After decades in pro football, Polian couldn't imagine doing it any other way.
"That's how I've always done it and that's how I'm going to keep doing it until it doesn't work," he said with a chuckle.
He's good at spotting them. Polian's acumen for finding and replenishing talent is virtually unmatched.
In the 1980s, he turned a reeling Buffalo franchise into the only NFL team to reach four consecutive Super Bowls. In 1995, he took advantage of the NFL's generous expansion rules and got Carolina to the 1996 NFC Championship game.
But his masterpiece has come in Indianapolis, where he finally won a Super Bowl and his team is on the cusp of making more history.
A victory Sunday over Denver would give Indy a league record 22 consecutive regular-season wins, a record 114th win in a decade, and home-field advantage throughout the playoffs. Indy already has extended its own NFL mark of consecutive 12-win seasons to seven.
Few thought this was even possible before Polian arrived after the 1997 season. Polian's task: Rebuild a once-proud franchise that had produced only five winning seasons in the previous 20 years and had a major image problem.
Whether it was the unforgettable midnight move from Baltimore, Art Schlichter's gambling problems, John Elway's forced trade, the criticism Indy took for spending too much to get home-state native Jeff George in the 1990 draft or the infamous 1994 draft day argument between then-Colts executive Bill Tobin and ESPN draft analyst Mel Kiper Jr., the Colts were anything but a model franchise.
Polian's changes began with a critical move: Taking Peyton Manning over Ryan Leaf with the No. 1 pick in the 1998 NFL Draft.
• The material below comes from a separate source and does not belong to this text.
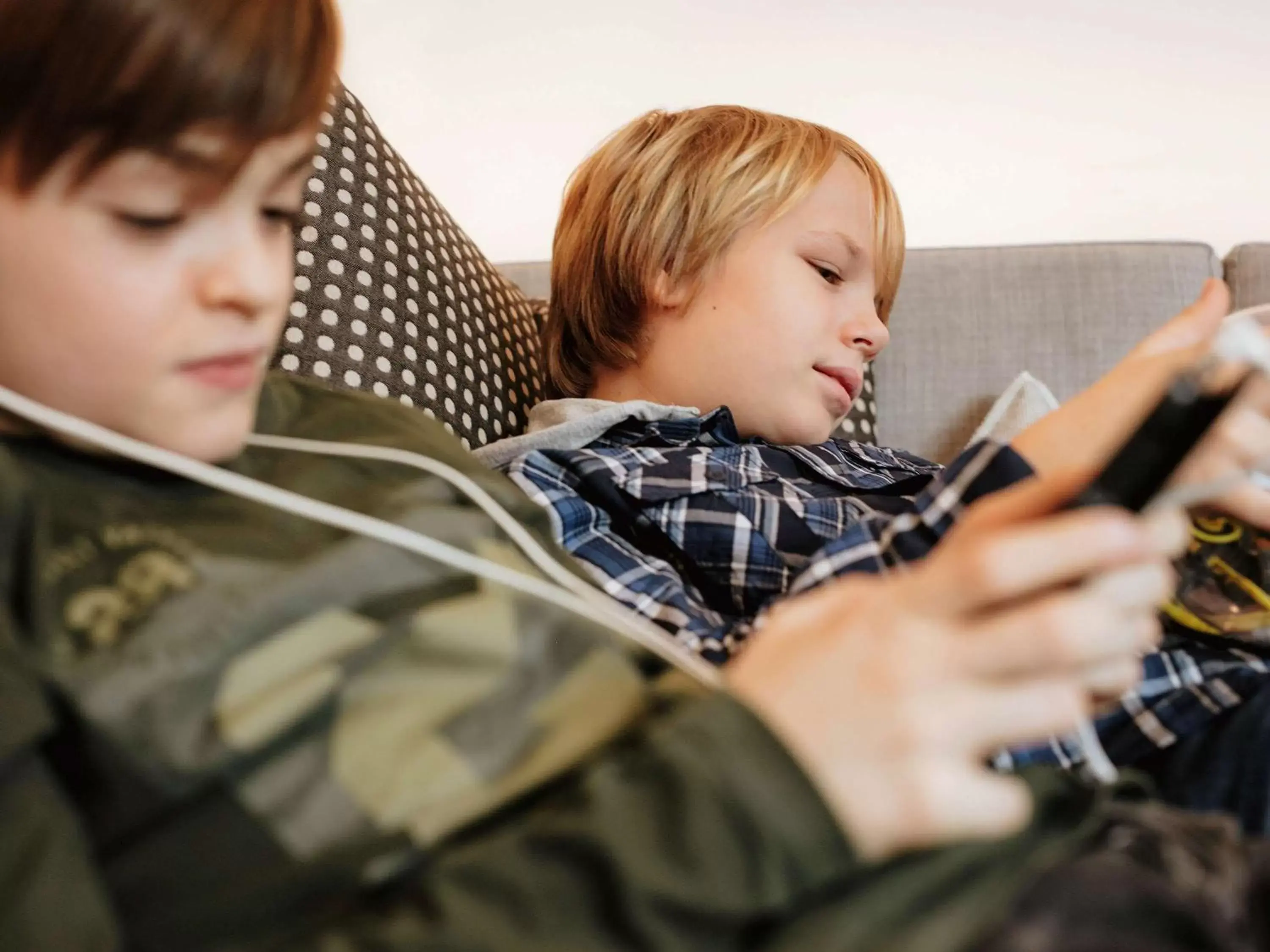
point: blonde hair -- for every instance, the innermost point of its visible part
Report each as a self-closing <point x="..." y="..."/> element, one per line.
<point x="670" y="192"/>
To the old scout, there was never a question about who he wanted.
"Television, especially sports channels, are in the business of ratings, and many times they'll construct players out of whole cloth who really have no reason to be stars," Polian told his radio listeners Monday night.
"The greatest of all examples is when Peyton Manning came out," he said.
"They said he did not win the Heisman Trophy, and he was considered by the so-called experts to be a 'product of the system, a guy with a weak arm and a guy who didn't have room to grow.' Ryan Leaf was considered by many to have the better arm and be a better leader."
Of the 53 players on Indy's active roster, 31 were originally drafted by Polian. Seventeen of those draft picks were in the fourth round or later.
Not only has it helped Polian keep the stream of talent flowing into Indy, it also has given him enough depth to overcome obstacles.
The Colts have already lost three defensive starters to season-ending injuries this year. Yet the Colts have allowed the third- fewest points in the league and still haven't lost.